Runtian Liu created CASSANDRA-20993:
---------------------------------------
Summary: Unnecessary write timeouts during node replacement due to
conservative pending node accounting in consistency level calculations
Key: CASSANDRA-20993
URL: https://issues.apache.org/jira/browse/CASSANDRA-20993
Project: Apache Cassandra
Issue Type: Improvement
Components: Consistency/Bootstrap and Decommission
Reporter: Runtian Liu
h3. Background
Cassandra includes pending nodes in the write quorum calculation to ensure
consistency level guarantees are maintained during topology changes (e.g.,
bootstrap, node replacement).
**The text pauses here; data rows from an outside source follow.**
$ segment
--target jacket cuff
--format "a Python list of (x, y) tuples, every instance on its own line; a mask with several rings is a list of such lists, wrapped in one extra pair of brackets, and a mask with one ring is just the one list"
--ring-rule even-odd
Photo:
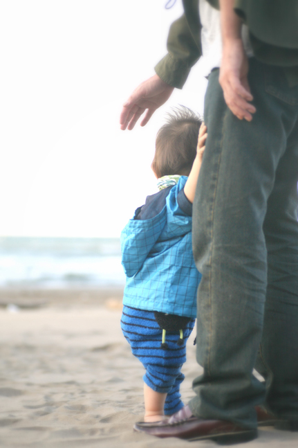
[(156, 65), (154, 70), (166, 84), (172, 87), (182, 89), (191, 68), (181, 60), (173, 59), (168, 53)]
[(185, 196), (184, 188), (178, 193), (177, 202), (179, 208), (185, 215), (188, 216), (192, 215), (192, 204)]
This is implemented in
ConsistencyLevel.blockForWrite() where pending replicas are added to the
required blockFor count.
h3. Current Behavior
When a node is bootstrapping or being added to the cluster, all pending
replicas are unconditionally added to the blockFor requirement, regardless of
whether they are replacement nodes or new capacity additions.Example with RF=3,
CL=LOCAL_QUORUM: * New node bootstrap (increasing capacity): blockFor = 2
(quorum) → with pending = 3
* Node replacement (old node being replaced): blockFor = 2 → with pending = 3
h3. Problem Statement
During a node replacement scenario where a pending node is joining to replace
an existing node:Current situation: * Natural replicas: A, B, C (C is being
replaced)
* Pending replica: D (replacement for C)
* Live replicas: A, B, D (3 live nodes after C goes down)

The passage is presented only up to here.